Predicted changes up to year 2050

Table 5 Predicted gain and loss (hectares)

Finally, Fig. 9 presents the predicted LULC map of The Greater Cairo Metropolitan Area for the year 2050. The eastern part of the study area appears more suitable for new urban areas development, while the western region is predicted to be transformed into agriculture areas. This may be attributed to the slope of the area, with flatter topography in the west which is suitable for agriculture expansion, which is further supported due to the vicinity of the River Nile.

Fig. 9
figure 9

Predicted LULC in the year 2050

Conclusion

This study assesses and models the trend of urban land cover changes in The Greater Cairo Metropolitan Area using an integrated approach including GIS, RS, and modeling tools. The area experienced extensive conversion to urban land cover over the last 20 years, eliminating approximately 10 % of the agriculture area. Results indicate that urban growth will continue to expand further in the future, with critical impacts on land resources, unless some preservation mechanism is implemented. Agricultural land is expected to experience both gains and losses if the reclamation projects are to continue.
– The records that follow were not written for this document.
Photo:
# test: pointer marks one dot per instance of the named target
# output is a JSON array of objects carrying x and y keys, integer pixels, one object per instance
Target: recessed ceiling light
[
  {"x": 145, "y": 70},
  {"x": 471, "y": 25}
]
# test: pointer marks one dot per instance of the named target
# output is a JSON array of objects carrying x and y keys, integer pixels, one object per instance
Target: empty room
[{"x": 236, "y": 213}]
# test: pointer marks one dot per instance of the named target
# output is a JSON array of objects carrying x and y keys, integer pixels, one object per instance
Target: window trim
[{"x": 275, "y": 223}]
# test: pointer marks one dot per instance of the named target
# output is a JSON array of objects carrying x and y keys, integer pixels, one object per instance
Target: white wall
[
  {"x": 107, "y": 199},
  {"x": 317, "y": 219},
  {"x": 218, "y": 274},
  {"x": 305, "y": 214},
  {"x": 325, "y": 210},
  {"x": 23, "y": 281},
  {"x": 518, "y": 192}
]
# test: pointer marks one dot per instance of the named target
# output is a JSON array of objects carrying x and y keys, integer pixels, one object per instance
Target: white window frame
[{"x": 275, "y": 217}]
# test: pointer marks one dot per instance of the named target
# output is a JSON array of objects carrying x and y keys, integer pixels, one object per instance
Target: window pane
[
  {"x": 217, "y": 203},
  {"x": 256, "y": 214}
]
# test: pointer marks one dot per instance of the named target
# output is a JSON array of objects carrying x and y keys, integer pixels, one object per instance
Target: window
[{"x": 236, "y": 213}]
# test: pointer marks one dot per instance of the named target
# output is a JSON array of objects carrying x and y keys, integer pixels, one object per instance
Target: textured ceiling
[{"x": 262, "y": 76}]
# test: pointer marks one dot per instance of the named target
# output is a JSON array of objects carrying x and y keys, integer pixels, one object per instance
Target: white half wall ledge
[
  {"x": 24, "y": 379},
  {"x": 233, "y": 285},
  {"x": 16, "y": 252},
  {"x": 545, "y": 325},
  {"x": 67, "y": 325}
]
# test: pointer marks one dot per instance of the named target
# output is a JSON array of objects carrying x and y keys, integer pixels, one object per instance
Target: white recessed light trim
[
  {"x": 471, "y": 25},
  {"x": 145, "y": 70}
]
Transformation of vegetation to urban areas was noticed to occur in the peripheries of urban communities, which overloads the existing facilities in the area. New reclamation projects in the vicinity of Grater Cairo, such those along the Ismailia desert road and 6th of October city, are threatened by the urban expansion.

Cellular automata are demonstrated as successful in capturing complexity with simple rules. However, there are many uncertainties with the technique, and more research is required to improve the adaptation for an urban context. Future work will consider model accuracy enhancement and socioeconomic and demographic data leading parameters in urban expansion, allowing for long-term accurate simulation.